11:30 12:00 Paper 4, Weighted Log-odds-ratio, Informative Dirichlet Prior Method to Enhance Peer Review Feedback for Low- and High-scoring College Students in a Required First-year Writing Program
Valerie Ross, Mark Liberman, Lan Ngo, Rodger LeGrand, University of Pennsylvania
The purpose of this paper is to use a weighted log-­odds-­ratio, informative Dirichlet prior method (“bag of words” approach) to analyze student comments and scores posed to My Reviewers, a web­-based tool designed to collect student writing as well as their peers’ comments and scores of their colleagues’ drafts. As this preliminary study suggests, the use of this method shows that lower performing writers might be receiving kinds of feedback generally viewed as counterproductive in the field of writing studies. Other implications include the potential for evaluating the effectiveness of such feedback on revision, attitudes toward writing, and motivation; and for training students and teachers in effective feedback approaches.

12:00 – 12:30 Collaborative Activity, Challenges and Benefits in Corpus Methods
In this collaborative activity, we will identify the challenges and benefits to corpus techniques.

12:30 – 2:00 Lunch

2:00 – 2:30 Paper 5, First-Year Composition as “Big Data”: Examining Student Revisions at Scale
Chris Holcomb and Duncan Buell, University of South Carolina
Approaching First-Year Composition (FYC) as a “big data” phenomenon, we have prototyped software to study revision in a large corpus of student papers and thus to address a question central to Composition and Rhetoric scholarship: “What role does revision play in students’ writing processes?” After running our program on a corpus of student writing, we see that our computational analysis challenges past research on revision and extends the methodological reach of Composition and Rhetoric to include “big data” analytics.

2:30 to 3:00 Paper 6, Writing Transfer as a Framework for Big Data and Writing Analytics Research
Denise Comer, Duke University
In this poster presentation, the author will use the frame of writing transfer to explore how researchers can transfer strategies, approaches, and knowledge about writing gained from big-data writing analytics to other writing pedagogy contexts.

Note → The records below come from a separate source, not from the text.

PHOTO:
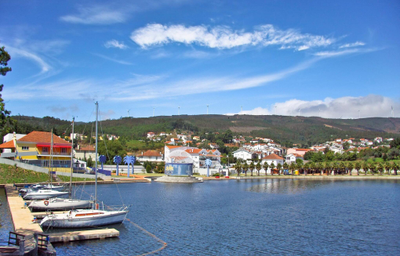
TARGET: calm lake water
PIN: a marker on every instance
(253, 217)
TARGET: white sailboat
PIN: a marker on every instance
(62, 203)
(59, 204)
(86, 218)
(48, 191)
(44, 194)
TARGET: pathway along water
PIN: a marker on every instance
(253, 217)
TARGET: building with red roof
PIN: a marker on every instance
(38, 148)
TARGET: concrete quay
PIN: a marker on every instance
(23, 222)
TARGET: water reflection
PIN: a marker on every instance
(288, 186)
(254, 217)
(5, 218)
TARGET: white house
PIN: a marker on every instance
(242, 154)
(272, 159)
(85, 152)
(151, 156)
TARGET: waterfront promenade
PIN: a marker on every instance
(22, 219)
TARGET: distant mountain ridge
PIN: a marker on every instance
(295, 129)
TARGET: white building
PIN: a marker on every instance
(242, 154)
(150, 156)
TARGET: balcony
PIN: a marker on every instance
(59, 154)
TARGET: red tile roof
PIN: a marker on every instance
(42, 137)
(193, 150)
(173, 147)
(86, 148)
(9, 144)
(273, 157)
(151, 153)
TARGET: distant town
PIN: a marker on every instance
(224, 150)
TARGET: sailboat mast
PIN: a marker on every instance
(51, 158)
(95, 171)
(72, 158)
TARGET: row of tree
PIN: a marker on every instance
(327, 168)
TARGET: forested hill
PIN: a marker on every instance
(303, 130)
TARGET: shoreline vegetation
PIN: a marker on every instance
(15, 175)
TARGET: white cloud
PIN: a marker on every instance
(196, 54)
(352, 45)
(345, 107)
(112, 59)
(223, 37)
(16, 52)
(336, 53)
(96, 15)
(328, 54)
(115, 44)
(198, 85)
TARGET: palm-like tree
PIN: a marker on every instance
(265, 167)
(365, 167)
(299, 166)
(342, 167)
(318, 167)
(285, 166)
(258, 167)
(372, 167)
(380, 168)
(245, 168)
(306, 168)
(252, 166)
(395, 167)
(279, 167)
(238, 167)
(312, 167)
(292, 167)
(335, 167)
(350, 167)
(272, 166)
(388, 167)
(328, 168)
(357, 166)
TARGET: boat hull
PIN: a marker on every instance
(43, 195)
(72, 221)
(59, 204)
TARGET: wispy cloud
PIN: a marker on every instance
(196, 54)
(17, 52)
(344, 107)
(115, 44)
(223, 37)
(356, 44)
(327, 54)
(64, 89)
(199, 85)
(97, 15)
(112, 59)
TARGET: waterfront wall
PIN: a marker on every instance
(44, 170)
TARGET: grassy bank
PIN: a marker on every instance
(67, 178)
(11, 174)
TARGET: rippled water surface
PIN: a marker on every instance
(253, 217)
(5, 218)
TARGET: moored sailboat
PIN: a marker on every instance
(62, 203)
(87, 218)
(44, 194)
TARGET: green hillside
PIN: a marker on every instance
(283, 129)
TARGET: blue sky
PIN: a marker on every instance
(335, 59)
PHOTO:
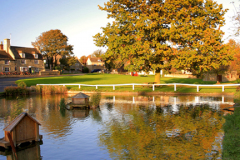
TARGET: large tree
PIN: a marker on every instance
(234, 48)
(159, 34)
(53, 43)
(98, 53)
(83, 60)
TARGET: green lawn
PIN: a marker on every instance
(94, 79)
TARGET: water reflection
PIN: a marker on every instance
(147, 133)
(30, 152)
(128, 127)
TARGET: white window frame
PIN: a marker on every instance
(22, 55)
(6, 68)
(23, 60)
(23, 69)
(8, 62)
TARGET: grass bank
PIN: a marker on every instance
(94, 79)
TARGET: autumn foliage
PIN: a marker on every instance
(146, 32)
(53, 43)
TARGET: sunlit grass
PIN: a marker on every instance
(95, 79)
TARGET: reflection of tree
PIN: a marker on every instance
(231, 141)
(96, 114)
(150, 134)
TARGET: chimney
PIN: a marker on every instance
(6, 45)
(1, 46)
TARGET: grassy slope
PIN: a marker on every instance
(94, 79)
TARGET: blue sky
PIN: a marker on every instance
(79, 20)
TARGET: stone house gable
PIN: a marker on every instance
(20, 59)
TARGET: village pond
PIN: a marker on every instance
(130, 127)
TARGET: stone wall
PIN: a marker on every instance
(15, 65)
(228, 76)
(180, 75)
(54, 72)
(92, 67)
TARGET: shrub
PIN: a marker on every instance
(22, 84)
(58, 68)
(62, 104)
(52, 90)
(85, 70)
(95, 100)
(38, 89)
(14, 91)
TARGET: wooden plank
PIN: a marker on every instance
(36, 132)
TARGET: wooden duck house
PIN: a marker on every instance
(23, 128)
(80, 100)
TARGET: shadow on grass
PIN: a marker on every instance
(188, 81)
(58, 80)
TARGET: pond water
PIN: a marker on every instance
(130, 127)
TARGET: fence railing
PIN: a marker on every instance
(153, 85)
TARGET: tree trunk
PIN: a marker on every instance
(157, 76)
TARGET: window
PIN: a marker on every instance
(23, 69)
(23, 61)
(7, 69)
(7, 62)
(22, 55)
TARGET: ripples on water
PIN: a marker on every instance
(159, 127)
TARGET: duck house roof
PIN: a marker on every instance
(15, 122)
(81, 95)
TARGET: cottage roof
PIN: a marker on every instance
(5, 55)
(27, 51)
(14, 123)
(94, 59)
(80, 95)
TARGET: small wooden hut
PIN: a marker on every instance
(23, 128)
(80, 100)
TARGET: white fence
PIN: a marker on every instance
(153, 85)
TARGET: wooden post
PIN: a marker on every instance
(36, 132)
(14, 137)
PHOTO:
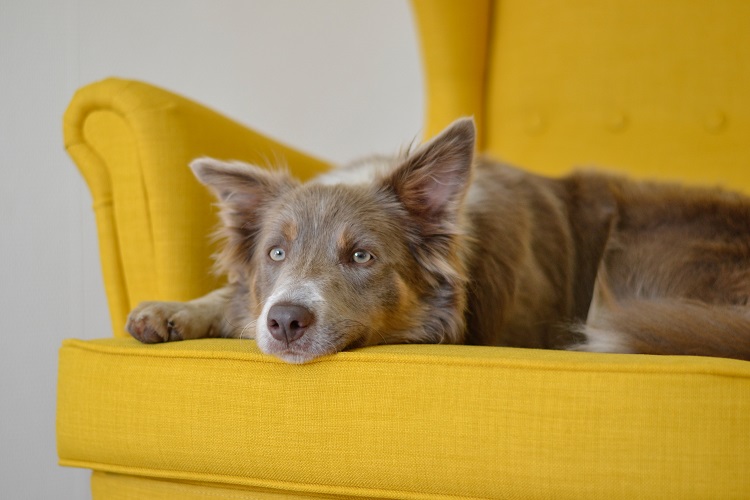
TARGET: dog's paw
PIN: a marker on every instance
(154, 322)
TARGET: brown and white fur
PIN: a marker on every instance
(435, 247)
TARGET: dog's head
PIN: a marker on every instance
(332, 267)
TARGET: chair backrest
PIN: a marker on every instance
(654, 89)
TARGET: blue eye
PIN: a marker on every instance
(277, 254)
(361, 256)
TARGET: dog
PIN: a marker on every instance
(437, 246)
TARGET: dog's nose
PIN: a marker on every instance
(288, 322)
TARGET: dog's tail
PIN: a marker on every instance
(669, 326)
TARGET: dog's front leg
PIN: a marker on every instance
(153, 322)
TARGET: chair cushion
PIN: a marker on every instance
(408, 421)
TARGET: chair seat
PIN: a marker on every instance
(406, 421)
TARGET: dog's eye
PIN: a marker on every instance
(277, 254)
(361, 256)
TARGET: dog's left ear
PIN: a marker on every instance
(432, 181)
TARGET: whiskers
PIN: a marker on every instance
(363, 334)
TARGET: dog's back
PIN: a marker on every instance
(627, 266)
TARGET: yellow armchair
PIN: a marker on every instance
(658, 89)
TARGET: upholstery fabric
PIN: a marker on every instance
(652, 89)
(409, 421)
(655, 89)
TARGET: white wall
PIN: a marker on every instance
(339, 78)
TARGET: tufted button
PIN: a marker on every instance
(534, 124)
(714, 121)
(616, 122)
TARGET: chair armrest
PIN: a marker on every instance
(132, 142)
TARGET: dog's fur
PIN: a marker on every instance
(436, 247)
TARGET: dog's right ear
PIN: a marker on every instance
(241, 188)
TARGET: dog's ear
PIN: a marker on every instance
(241, 188)
(432, 181)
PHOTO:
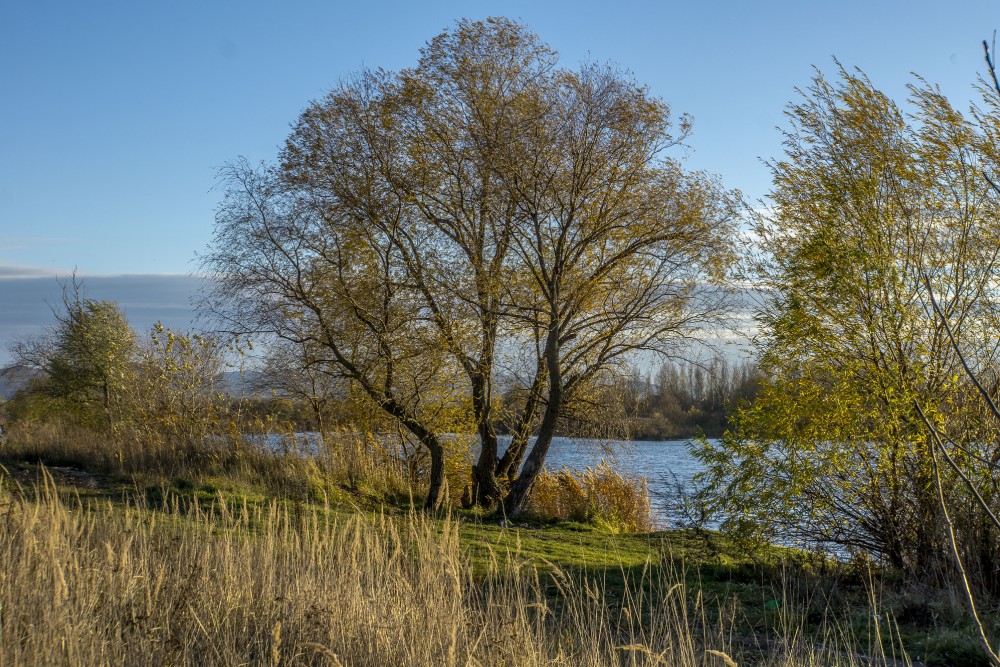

Comer will share methods and results from the following four big-data research projects stemming from research in her writing based Massive Open Online Course: 1. Big data and writing assessment; 2. Big-data, writing, and peer-to-peer interactions; 3. Big-data, writing, and negativity; and 4. Big data, peer-review and transfer. These project overviews will be presented as a means of exploring the affordances and limitations of using big-data writing analytics to improve the teaching and learning of writing.

3:30 – 4:00 Coffee Break

4:00 – 5:00 Collaborative Activity, Mapping Writing Analytics
In this final collaborative activity, we will work collaboratively to define and visually map the new field of Writing Analytics, discuss possible collaborations, and imagine the impossible–new ways to structure student success for diverse student audiences.